The summer doldrums in New York have drawn to a merciful close, and so we begin again. The first stirrings of significant musical activity emanate, as usual, from the New York City Opera, which prides itself on playing David to the Goliath of the Met, still dormant next door. After some throat-clearing involving preview performances of La bohème and Don Giovanni, the company formally opened its season on Tuesday with the local premiere of Margaret Garner. Serious business.

Here at last was the much-ballyhooed, super-ambitious psycho-sociopolitical opus that fuses a crafty score by Richard Danielpour with a doggedly profound text by Toni Morrison, revered recipient of both Pulitzer and Nobel prizes. Opera-goers – possibly a distinct breed from opera-lovers – had already celebrated this stagy union in Detroit, Cincinnati, Philadelphia and Charlotte. The Lincoln Center version boasted a totally new production, a mostly new cast and a slight reduction in sprawl. A still greater reduction might be a good idea.

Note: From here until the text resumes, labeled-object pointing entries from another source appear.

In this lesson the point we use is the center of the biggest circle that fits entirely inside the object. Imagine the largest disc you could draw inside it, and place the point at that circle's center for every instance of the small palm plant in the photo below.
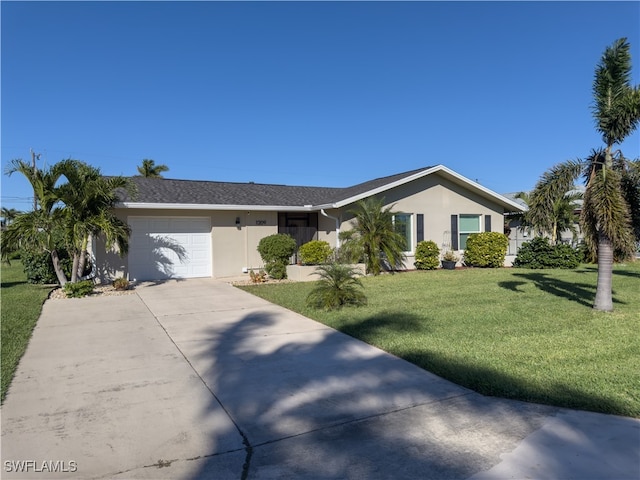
(338, 286)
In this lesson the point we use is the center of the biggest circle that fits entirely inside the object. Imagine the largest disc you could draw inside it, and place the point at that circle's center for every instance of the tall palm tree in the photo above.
(89, 199)
(377, 235)
(149, 169)
(552, 222)
(75, 210)
(36, 229)
(9, 214)
(607, 216)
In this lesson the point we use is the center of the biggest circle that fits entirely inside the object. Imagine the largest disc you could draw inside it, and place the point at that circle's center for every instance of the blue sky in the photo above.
(306, 93)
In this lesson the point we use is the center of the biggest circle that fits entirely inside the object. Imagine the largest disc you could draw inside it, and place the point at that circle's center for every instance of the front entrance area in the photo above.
(169, 247)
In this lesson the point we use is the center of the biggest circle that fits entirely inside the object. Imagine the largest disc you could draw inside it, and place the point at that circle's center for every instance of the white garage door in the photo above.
(169, 247)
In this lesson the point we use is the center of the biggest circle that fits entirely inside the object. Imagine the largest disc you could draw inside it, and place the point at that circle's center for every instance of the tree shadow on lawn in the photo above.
(314, 403)
(616, 271)
(582, 293)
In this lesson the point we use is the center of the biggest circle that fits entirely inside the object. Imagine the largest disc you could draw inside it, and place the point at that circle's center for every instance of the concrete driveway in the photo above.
(198, 380)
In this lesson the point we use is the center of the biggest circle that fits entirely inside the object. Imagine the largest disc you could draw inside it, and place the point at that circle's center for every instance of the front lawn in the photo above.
(21, 307)
(516, 333)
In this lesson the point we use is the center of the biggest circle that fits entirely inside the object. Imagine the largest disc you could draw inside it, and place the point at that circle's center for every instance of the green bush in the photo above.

The plot is based, very loosely, on the plight of a historic slave in the Old South, a valiant woman confronting vital conflicts regarding ownership of body vs soul. Sounds familiar? The tragedy is bleak, bleak, bleak, and the characters are, alas, stereotypical. The protagonist suggests goodness personified. Her nemesis could be a stalk-in for
Simon Legree.

Morrison writes dauntlessly lofty poetry for the downtrodden, embellishing their audible thoughts with complex, florid images. With the English text projected above the false proscenium, one can read the pretty lines that are obscured by inapt word-setting or reduced to amplified mush in the acoustically challenged auditorium. The libretto rambles fussily, onward and sideways, with endless exposition that delays the drama at best, deadens it at worst. The plot touches neatly on rape, torture, lynching, infanticide and martyrdom. Unfortunately, neither Morrison nor Danielpour seems to know how best to define the climaxes, or how to sustain tension between them.

The busy music evolves in gently eclectic patterns. This may be yet another modern opera for people who hate modern opera. The set pieces – arias, ensembles, orchestral interludes, choruses – invite instant applause whenever a cadence looms. The wary listener can find comfort of sorts in jazzy syncopations, primitive rituals and snatches of contrapuntal frivolity, even in passages that suggest cinematic doodling. One can recognise traces of Porgy and Bess here, odes to Bernstein bravado there, sparse Americana in the manner of Copland and Barber almost everywhere. The level of assimilation is imposing. The level of invention is not.

The City Opera performance may be better than the material. George Manahan does his considerable best to sustain vitality in the pit. Tazewell Thompson stages the proceedings with keen attention to expressive focus, deftly mixing realism with stylisation. Donald Eastman’s unit set honours simple abstraction, moodily reinforced by Robert Wierzel’s lighting scheme and Merrily Murray-Walsh’s period costumes.

Tracie Luck brings restrained pathos and a sweet, wide-ranging mezzo-soprano to the plaints of Margaret Garner (a grateful role previously entrusted to Denyce Graves). Gregg Baker exudes macho strength as her desperate husband. Lisa Daltirus tugs heartstrings effectively as his mother (a role originally intended for Jessye Norman). Timothy Mix musters evil conviction in the baritonal platitudes of the slave-owner. Although Maureen McKay sounds a bit shrill in the pert flights of his well-meaning daughter, she sustains essential sympathy. The choruses, both black and white, sing as if lives were at stake.

The road to bad opera is paved with good intentions.